An emetic, such as Syrup of Ipecac, is a substance that induces vomiting when administered orally or by injection. An emetic is used medically where a substance (typically poison) has been ingested and must be expelled from the body immediately. Inducing vomiting can remove the substance before it is absorbed into the body.
An antiemetic is a drug that is effective against vomiting and nausea. Antiemetics are typically used to treat motion sickness and the side effects of some opioid analgesics and chemotherapy directed against cancer.
Most people try to contain their vomit by vomiting into a sink, toilet, or trash can, as both the act itself and the vomit are widely considered embarrassing. On airplanes and boats, special bags are supplied for sick passengers to vomit into. Alternatively, a special disposable bag is available containing absorbent material that solidifies the vomit quickly, making it convenient and safe to keep (leakproof, puncture resistant, odorless) until there is an opportunity to dispose of it conveniently.
People who vomit chronically (e.g. as part of an eating disorder) may devise various ways to hide this abnormality.
As with other physiological processes involving body wastes, vomiting has taboo aspects.

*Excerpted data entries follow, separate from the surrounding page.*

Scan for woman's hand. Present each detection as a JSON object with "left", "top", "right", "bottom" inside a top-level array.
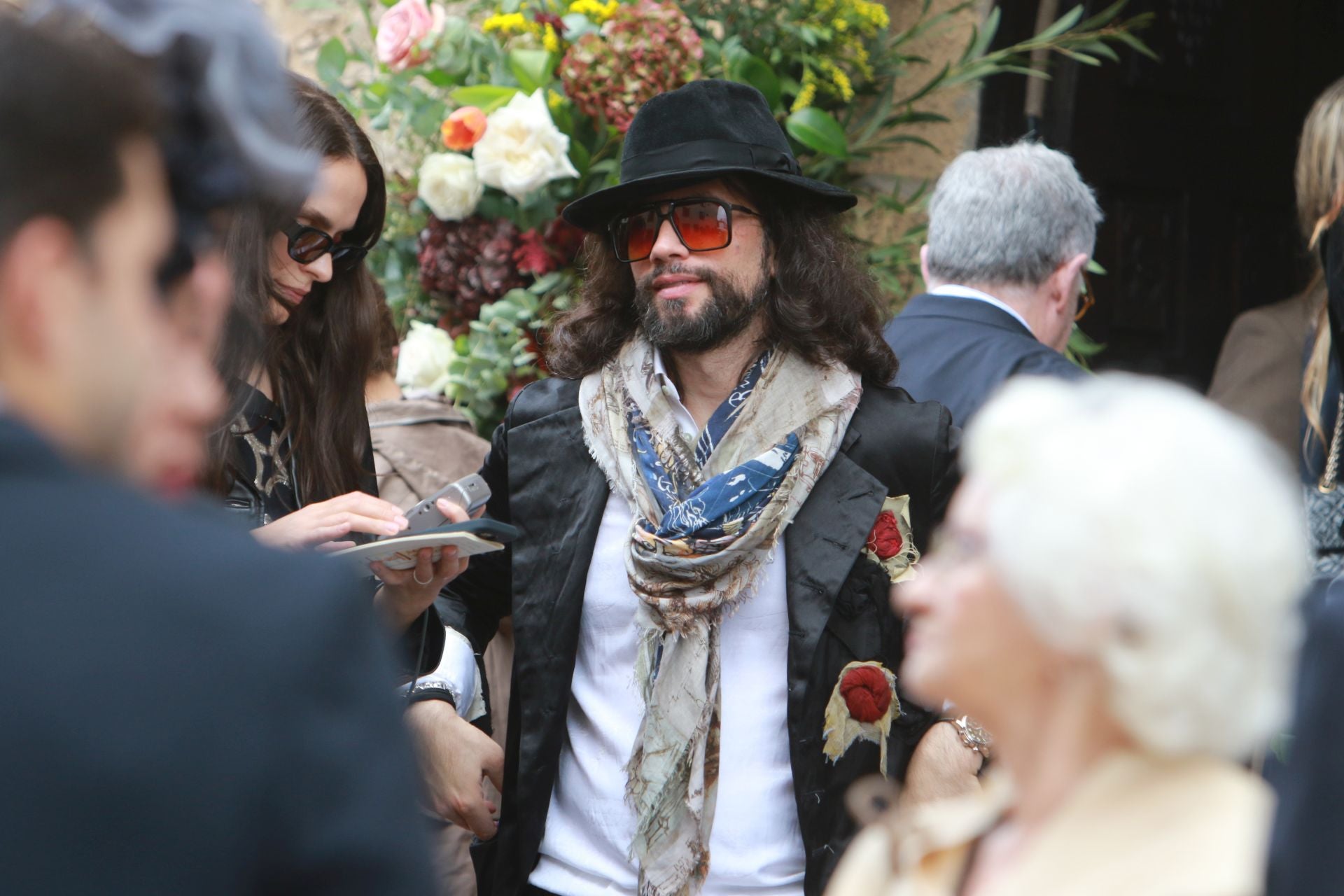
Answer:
[
  {"left": 368, "top": 498, "right": 468, "bottom": 631},
  {"left": 253, "top": 491, "right": 405, "bottom": 553}
]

This is shown by the large number of colourful euphemisms for vomiting. (see: toilet humour)
In other animals
Whales vomit regularly (every 7 to 10 days) as a means of the ordinary digestive process, to expel inedible things they have swallowed.

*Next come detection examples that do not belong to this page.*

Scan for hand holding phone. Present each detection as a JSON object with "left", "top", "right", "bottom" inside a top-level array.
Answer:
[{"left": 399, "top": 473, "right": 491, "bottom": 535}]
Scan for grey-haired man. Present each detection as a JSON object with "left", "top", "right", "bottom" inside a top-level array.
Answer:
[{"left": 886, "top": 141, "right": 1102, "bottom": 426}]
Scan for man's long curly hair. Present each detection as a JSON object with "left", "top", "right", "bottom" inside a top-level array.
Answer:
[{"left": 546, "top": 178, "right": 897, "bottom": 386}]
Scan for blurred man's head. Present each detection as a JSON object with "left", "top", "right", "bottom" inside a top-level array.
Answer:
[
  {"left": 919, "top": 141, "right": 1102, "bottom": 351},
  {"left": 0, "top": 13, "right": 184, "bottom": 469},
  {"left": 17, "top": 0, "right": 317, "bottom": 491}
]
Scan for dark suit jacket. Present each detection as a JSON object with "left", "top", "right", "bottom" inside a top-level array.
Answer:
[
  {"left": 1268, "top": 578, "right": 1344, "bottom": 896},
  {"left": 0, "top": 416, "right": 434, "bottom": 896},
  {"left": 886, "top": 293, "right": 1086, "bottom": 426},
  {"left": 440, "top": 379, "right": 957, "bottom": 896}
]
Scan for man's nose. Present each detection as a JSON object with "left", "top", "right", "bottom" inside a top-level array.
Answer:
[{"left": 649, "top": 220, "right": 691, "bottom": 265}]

The domestic cat is well known for its tendency to vomit, particularly when attempting to dislodge hairballs from its throat or upper gastrointestinal tract. Dogs also vomit often (frequently after eating grass) and are also known for eating their own vomit, a fact even cited in the Bible.
Some adult birds regurgitate food to feed their young, triggered by a feather or a beak of their young. The food can be either incompletely digested or partially predigested, depending on the species. Some bird species may also use regurgitation as a form of defense, vomiting when wounded or molested. When an intruder or a predator comes near a fulmar on its nest, the bird vomits oil up to 3 feet at the enemy.
Some large mammals, including horses, rarely vomit. Many rodents lack the ability to vomit, which is why mice and rats are easily killed by poisoning.